Seit 1961 ist die Pfarre in Besitz einer Glocke aus dem Jahre 1688, die allerdings erst wieder geläutet werden kann, wenn sie im geplanten und vom Bistum Essen bereits genehmigten Neubau des Pfarrheimes einen neuen Platz gefunden hat. Sie stammt aus der Glockengießerei David Jonas aus dem ehemaligs ostpreußischen Elbing. Von einer Kirche in Regertelen (Kreis Heilsberg) gelagte das fein verzierte Stück, das bis zum Kriegsende auf einem Glockenfriedhof in Hamburg lag, über die Oberhausener St. Michael Gemeinde hierher.
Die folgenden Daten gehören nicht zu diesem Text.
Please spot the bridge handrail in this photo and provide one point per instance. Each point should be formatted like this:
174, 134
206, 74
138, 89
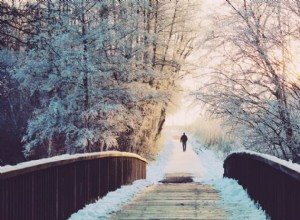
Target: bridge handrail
54, 188
35, 165
272, 182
Der Glocken Hobby-Fachmann Heinrich Paul aus Hamburg hat inzwischen auch die beiden anderen, zu diesem Geläut gehörenden Glocken aufgestöbert.
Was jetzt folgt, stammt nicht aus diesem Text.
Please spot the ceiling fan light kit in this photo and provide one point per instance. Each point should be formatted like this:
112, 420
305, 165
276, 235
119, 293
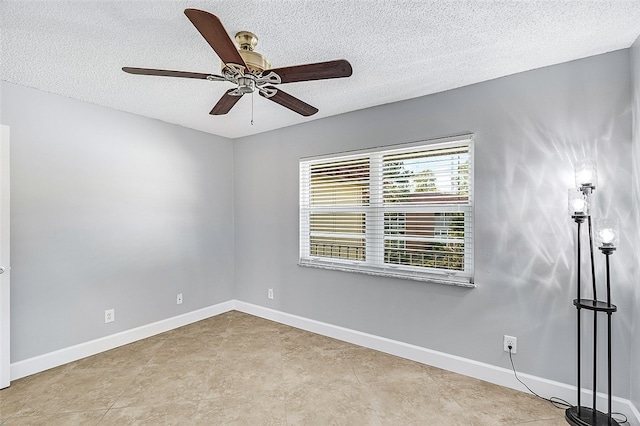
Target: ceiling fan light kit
248, 70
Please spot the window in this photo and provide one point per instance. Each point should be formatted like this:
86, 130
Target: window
403, 211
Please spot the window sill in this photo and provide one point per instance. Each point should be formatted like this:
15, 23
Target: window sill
389, 272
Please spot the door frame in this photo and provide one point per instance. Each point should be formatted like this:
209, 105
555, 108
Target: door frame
5, 210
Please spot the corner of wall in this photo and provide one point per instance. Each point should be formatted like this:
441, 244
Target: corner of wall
634, 53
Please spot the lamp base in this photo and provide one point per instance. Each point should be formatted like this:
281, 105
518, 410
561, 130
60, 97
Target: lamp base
586, 417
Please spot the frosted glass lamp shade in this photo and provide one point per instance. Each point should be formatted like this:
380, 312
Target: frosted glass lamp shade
607, 233
586, 174
578, 203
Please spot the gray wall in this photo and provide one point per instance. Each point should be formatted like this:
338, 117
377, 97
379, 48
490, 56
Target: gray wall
110, 210
530, 128
635, 337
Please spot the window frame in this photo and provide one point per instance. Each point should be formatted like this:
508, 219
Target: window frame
375, 209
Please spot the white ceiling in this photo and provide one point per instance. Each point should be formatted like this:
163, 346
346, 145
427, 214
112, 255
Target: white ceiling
398, 50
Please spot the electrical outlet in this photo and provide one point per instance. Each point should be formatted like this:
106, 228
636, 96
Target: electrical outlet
510, 341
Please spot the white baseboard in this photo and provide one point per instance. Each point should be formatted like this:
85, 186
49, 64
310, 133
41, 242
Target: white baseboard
63, 356
479, 370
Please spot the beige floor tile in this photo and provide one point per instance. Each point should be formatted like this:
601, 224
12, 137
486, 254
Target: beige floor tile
64, 419
237, 369
171, 413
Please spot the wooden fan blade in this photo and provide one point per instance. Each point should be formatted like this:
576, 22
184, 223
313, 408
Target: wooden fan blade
213, 31
317, 71
225, 103
167, 73
291, 102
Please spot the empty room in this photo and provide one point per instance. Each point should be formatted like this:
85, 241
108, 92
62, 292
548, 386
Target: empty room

Strukturell hat sich in der einstigen Arbeiterpfarrei St. Judas Thaddäus manches geändert. Viele junge Familien fanden in den 1971/72 neu entstandenen Häusern an der Quell-, Anker- und Hafenstraße ein neues Domizil, nachdem die Bergbauhäuser in der alten Kolonie wegen Baufälligkeit abgebrochen werden mußten. Besondere Schwerpunkte in der Gemeindepastoral sind auf die Familien- und Kinderarbeit sowie auf die Begleitung heranwachsender Jugendlicher abgestimmt mit dem Ziel, eine lebendige Pfarrgemeinschaft zu erhalten.


Zeittafel von St. Judas Thaddäus

1957 08. Februar Erhebung der St.Judas Thaddäus Gemeinde zur Rektoratspfarrei durch Erzbischof Kardinal Joseph Frings aus Köln.